Mr Tell Me I’m Pretty
We all like to feel attractive and, although many of us feign shyness or modesty, we like to be told we are too. Obviously we can’t go around willy-nilly telling people they’re hot, because that’s massively inappropriate and, again, you really don’t want to get on the wrong side of somebody’s better half. So, if we’re feeling attractive and want someone to appraise us, even silently, we move the flirtatiousness up a notch. And straight boys do this too.
I have a good female friend whose then-boyfriend would walk into the kitchen like he was trying to pick me up – sometimes in just his boxers. He wasn’t gay, or remotely interested in trying it out, but wanted to be found attractive. He couldn’t understand why, as a gay man, I wasn’t salivating over what was before me like a cartoon dog drooling at the sausages in a butcher’s window. Of course, I rewarded this behaviour by playing dumb and pretending not to notice until he gave up and put some clothes on.
Mr What If
The most seriously flirtatious straight man of all is Mr What If. He treats you like he’s researching a huge scientific study. Thanks to advances in gay sex scenes on TV, nobody really asks “Who plays the man and who is the woman?” any more, but most of his questions make you start to wonder whether he’s merely factually curious or, um, physically so.

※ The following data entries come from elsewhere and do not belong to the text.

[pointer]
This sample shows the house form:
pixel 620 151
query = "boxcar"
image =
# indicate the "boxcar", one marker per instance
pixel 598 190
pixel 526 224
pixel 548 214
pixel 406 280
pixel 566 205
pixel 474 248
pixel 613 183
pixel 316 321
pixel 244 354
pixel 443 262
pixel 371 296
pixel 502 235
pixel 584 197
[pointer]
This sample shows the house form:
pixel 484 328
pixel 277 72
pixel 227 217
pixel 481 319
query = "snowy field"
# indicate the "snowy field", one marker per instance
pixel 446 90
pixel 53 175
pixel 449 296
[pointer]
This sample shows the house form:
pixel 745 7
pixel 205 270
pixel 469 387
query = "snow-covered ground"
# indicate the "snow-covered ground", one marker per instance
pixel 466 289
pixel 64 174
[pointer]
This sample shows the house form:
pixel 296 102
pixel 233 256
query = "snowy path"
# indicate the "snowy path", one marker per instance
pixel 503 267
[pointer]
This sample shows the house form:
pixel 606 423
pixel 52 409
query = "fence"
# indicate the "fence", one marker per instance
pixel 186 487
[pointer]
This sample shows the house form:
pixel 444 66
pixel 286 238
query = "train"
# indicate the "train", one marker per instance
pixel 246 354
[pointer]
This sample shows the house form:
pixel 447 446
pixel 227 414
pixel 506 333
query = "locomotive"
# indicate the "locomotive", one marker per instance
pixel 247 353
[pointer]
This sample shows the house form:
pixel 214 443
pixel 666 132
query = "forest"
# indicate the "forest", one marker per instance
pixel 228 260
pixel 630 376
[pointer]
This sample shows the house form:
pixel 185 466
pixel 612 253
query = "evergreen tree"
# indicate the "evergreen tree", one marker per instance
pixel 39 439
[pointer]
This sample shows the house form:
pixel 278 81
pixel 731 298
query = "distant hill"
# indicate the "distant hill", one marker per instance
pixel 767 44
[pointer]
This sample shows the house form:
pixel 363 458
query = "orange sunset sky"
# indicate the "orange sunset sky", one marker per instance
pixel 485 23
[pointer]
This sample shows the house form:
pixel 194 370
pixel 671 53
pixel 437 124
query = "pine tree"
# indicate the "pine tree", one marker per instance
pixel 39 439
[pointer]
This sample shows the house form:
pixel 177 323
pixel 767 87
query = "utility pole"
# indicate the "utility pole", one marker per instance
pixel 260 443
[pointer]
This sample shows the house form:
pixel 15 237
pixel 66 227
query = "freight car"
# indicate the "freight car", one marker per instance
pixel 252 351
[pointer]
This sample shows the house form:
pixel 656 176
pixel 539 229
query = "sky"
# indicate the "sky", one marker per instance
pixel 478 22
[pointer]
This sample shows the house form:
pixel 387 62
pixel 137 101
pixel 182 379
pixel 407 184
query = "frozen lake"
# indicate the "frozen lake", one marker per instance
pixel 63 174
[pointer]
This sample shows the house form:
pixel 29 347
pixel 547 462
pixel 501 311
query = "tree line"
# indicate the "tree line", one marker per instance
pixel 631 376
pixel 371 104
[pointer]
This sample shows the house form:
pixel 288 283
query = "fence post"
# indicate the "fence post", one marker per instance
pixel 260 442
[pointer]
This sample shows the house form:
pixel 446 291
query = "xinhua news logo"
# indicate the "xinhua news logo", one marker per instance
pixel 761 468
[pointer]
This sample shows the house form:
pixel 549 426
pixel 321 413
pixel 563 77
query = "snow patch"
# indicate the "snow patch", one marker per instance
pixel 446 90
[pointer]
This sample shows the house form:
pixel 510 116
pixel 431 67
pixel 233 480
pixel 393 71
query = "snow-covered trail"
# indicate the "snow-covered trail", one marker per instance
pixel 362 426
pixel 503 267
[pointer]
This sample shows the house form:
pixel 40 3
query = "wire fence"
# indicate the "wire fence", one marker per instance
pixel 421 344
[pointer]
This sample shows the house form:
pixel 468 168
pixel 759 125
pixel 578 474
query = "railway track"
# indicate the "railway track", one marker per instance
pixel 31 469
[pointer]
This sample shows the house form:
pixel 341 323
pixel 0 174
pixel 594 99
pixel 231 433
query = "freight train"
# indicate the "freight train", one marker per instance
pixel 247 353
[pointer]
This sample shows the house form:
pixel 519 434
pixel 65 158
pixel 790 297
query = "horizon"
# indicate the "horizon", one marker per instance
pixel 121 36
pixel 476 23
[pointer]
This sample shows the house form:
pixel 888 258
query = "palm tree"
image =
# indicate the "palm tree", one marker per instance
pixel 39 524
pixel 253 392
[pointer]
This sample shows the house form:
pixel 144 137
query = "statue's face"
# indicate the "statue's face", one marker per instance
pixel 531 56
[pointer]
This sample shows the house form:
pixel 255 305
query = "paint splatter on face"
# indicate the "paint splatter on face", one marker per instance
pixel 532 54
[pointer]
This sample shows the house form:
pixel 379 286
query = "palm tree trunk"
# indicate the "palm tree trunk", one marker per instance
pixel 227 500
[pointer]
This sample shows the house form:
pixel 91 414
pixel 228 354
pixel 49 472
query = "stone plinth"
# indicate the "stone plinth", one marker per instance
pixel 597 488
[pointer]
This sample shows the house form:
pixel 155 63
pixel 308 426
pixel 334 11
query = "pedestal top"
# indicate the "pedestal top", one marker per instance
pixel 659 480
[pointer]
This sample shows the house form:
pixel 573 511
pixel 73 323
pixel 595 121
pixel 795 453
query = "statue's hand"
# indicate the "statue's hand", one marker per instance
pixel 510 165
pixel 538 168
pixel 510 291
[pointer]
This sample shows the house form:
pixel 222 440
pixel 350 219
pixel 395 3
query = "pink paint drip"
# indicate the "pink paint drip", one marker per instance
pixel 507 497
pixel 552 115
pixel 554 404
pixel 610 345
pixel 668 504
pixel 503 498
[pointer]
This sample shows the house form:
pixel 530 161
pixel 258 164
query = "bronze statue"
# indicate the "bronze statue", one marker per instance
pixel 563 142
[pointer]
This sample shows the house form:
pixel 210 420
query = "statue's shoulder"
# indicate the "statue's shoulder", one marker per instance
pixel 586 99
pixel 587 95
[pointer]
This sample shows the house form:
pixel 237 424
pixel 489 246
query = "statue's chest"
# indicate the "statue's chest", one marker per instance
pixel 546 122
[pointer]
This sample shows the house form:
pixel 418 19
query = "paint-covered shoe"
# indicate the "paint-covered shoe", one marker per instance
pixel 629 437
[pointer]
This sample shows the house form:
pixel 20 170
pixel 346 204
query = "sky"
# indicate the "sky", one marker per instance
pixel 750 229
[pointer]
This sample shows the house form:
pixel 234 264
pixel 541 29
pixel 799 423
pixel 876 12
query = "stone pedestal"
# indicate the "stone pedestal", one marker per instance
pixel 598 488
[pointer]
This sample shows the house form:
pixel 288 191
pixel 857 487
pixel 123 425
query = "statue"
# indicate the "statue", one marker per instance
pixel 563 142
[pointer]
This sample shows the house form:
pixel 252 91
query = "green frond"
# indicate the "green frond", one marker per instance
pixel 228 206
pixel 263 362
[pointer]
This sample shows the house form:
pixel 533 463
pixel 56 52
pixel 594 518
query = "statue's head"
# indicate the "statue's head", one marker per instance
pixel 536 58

“Have you ever kissed a straight guy?” Ah, tantalising stuff, but he doesn’t want to bone you, I’m afraid. He may be toying with the idea, of course, but all he’s really doing is trying to get you to think all this interest is in you, and not what you do when behind closed doors. Instead, he’ll go home, stream some ‘adult videos’ and dream about doing it all to a lady instead.
Customer service. What does it mean to you? A smile, a thank you, a general air of interest in you being alive. That’s about it, usually. But sometimes when you go to a restaurant as a gay man, usually when there’s more than one of you, something odd seems to happen to some straight waiters.
Perhaps sensing that you’re a sucker for a firm jawline, he’ll do all he can to make sure that pink pound he has heard so much about will be jangling in his own pocket once you leave.
Out for dinner with my other half recently, we were left exhausted by the lascivious attention of the waiter in the Cheap Monday jeans. Nothing was too much trouble, including midriff-exposing yawns, Sid James-style winks, innuendo-packed retorts and more lip-licking than I have ever seen outside of an ice cream parlour. On the way home, we considered buying pregnancy tests. Just in case.
He’s just drunk. Tell him to fuck off.
This guy is pretty harmless – he just wants to atone for all the sins of previous generations of straight boys who made you feel uncomfortable or did a fake lisping voice whenever they said your name. He’ll be tactile, friendly, maybe even say the odd salacious comment, but ultimately, he’s just trying to show you that not all straight men think you are on a mission to bum every single last one of them. If there is beer involved, he may even end the conversation with a big hug, a tear in his eye and “I’m really glad to have met you”.
He is the best reminder that while being gently flirted with by a straight men doesn’t mean you’re super-hot and they’re going to run off with you, it’s kind of nice that it’s happening at all – it shows just how far we have all come.
Just don’t get into a taxi alone with any of them.